The Midwestern lack of coolness is a hard thing to escape. The latest bands bypass us. Fashion? Forget it. When I visited a cousin in Miami when I was 9, I was awed by her cutoff Esprit sweat shirts and Guess jeans. I had never truly realized just how boring were my earth-tone corduroys and fuzzy pullovers.

Though Omaha has a population of more than 600,000, at heart it's still a farm town. My senior prom was held in a building next to the city's livestock yards. The event was forgettable; the smell was not.

As I grew older, I rolled my eyes at the earnest corniness of the citizens, the way they greet you with a blinding smile and a chipper, "Have a nice day!" I hated the prairie flatness of the landscape.

Josh, a high school buddy of mine, explained why he chose to remain in Omaha this way: "The reason I stay here is because it makes every place else seem so much more interesting. You can take a vacation anywhere and you'll be entertained."

Josh is easily amused. He is also one of the few friends who stayed. Most of us fled immediately after high school graduation.

But I still feel a little protective toward my hometown, the way you would about a dorky younger brother who still wears tape on his glasses.

The Reuben sandwich was invented at the Blackstone Hotel downtown, you know. Marlon Brando and Nick Nolte grew up there. Johnny Carson got his start at an Omaha television station, and former President Gerald Ford was born in a modest home on Woolworth Street.

How can you not feel affection for a town that considered using the slogan "Omaha: Rare. Well Done" as its motto?

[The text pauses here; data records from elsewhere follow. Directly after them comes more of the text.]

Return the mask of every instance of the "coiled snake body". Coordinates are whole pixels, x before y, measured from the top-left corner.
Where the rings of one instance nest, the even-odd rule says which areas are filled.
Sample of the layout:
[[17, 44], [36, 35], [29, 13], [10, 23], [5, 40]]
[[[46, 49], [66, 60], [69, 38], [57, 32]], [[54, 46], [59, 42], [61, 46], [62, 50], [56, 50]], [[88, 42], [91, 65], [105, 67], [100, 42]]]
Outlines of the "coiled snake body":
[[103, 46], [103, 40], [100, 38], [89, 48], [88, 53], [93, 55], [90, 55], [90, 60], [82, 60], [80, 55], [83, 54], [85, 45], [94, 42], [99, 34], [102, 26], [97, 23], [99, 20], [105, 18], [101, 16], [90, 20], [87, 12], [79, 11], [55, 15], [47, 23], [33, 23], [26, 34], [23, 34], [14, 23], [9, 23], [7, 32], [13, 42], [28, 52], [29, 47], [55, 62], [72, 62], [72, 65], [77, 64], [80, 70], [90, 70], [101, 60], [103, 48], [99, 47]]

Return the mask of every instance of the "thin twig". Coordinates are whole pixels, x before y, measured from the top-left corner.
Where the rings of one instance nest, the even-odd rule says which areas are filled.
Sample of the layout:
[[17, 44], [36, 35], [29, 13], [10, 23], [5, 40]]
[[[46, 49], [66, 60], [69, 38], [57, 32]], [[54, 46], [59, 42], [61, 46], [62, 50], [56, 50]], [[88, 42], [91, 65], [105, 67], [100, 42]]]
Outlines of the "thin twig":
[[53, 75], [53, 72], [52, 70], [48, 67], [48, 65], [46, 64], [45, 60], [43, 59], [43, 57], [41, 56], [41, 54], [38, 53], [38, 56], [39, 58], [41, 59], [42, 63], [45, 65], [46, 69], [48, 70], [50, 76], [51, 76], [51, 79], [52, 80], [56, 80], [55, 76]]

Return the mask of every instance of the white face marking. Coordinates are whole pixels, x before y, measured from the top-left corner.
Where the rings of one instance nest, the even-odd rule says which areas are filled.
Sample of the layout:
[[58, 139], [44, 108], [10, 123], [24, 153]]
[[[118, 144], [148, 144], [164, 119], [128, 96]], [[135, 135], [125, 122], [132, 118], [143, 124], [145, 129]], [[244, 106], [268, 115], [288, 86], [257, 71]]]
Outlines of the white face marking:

Payne, being one of us, gets it. Schmidt, more than his other films, is an homage to the Midwestern ethos. The way Woody Allen pokes subtle fun at New Yorkers' neuroses or John Waters skewers the eccentricities of Baltimoreans, Payne prods at the buttoned-up Middle American, exposing a hint of the darkness beneath the unflaggingly sunny exterior.

If you didn't grow up among people who still consider being called "square" a compliment, you might not understand.

Schmidt was recently nominated for five Golden Globe awards, including best dramatic picture and best actor for Nicholson. The Oscar buzz is humming, and the national media has started to invade my hometown, putting the spotlight on old friends and neighbors.

I'm happy for them. I just hope they leave their corncob hats at home.